I do appreciate somethings about the film – mainly, that the filmmakers (Abby Kohn and Marc Silverstein) don’t do anything to make Schumer looks different from the beginning of the film, to the point where she thinks she’s beautiful. There’s no Shallow Hal fat suit here, she isn’t replaced by thinner actress, etc. – it’s all Schumer, and she looks the same throughout. What changes is her confidence – how she carries herself. She carries herself differently, simply because now she is freed from all those self-doubts she has always had. This allows her to go for the job, to speak up in meetings to get promoted, to hit on Ethan at the dry cleaners, etc. As confused as the messaging in the film gets, this aspect actually works.
 
But the messaging really does get confused. If the film is selling the line of its’s inside that counts, I don’t quite know why they felt the need to sell out for what most have been some hefty Soul Cycle product placement money. Or why the big, climatic speech about being yourself really is all about makeup – and buying that one brand that just makes you feel better.

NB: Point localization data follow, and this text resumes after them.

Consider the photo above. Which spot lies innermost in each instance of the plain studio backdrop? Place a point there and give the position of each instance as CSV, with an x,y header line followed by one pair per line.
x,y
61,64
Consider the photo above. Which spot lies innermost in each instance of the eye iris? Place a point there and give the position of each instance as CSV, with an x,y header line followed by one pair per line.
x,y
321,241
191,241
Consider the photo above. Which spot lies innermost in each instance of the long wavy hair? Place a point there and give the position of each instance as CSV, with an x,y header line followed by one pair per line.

That seems at odds with the message of the movie, doesn’t it? I’m also not quite sure what the movie is trying to say about Renee and her friendships with Vivian and Jane – since the one aspect where Renee seems to become a completely different person, a worse person, is when dealing with them – as she makes them feel small and valueless. Bryant and Phillips have such an easy chemistry with each other – and Schumer, at the beginning of the film – but they’re pretty much wasted. And the less said about Grant LeClair (Tom Hopper), the better – but for now, let’s just say I have no idea why he’s in the movie or what purpose he was supposed to serve.
 
If I wish the movie were better, it’s partly because I would like more people to see Michelle Williams in full on comedy mode as Avery LeClaire – it’s a perfect example of what happens when a great supporting performance falls victim to a bad movie. She is hilarious in the film – at first you think she’s doing a version of her Marilyn Monroe, but its different here. And it’s wonderful.
 
Ultimately though, I Feel Pretty is a pretty lame comedy with a confused message that seems at odds with itself. Nothing really works that well in the film. Perhaps this is further proof that while Hollywood wants Amy Schumer, they haven’t quite figured out what to do with her. It’s a tough spot for Schumer herself to be in – she became very big, very quickly (after a long time working) – but she’s a star in a different mold, that they haven’t figured out how to use. I hope they figure it out – and soon.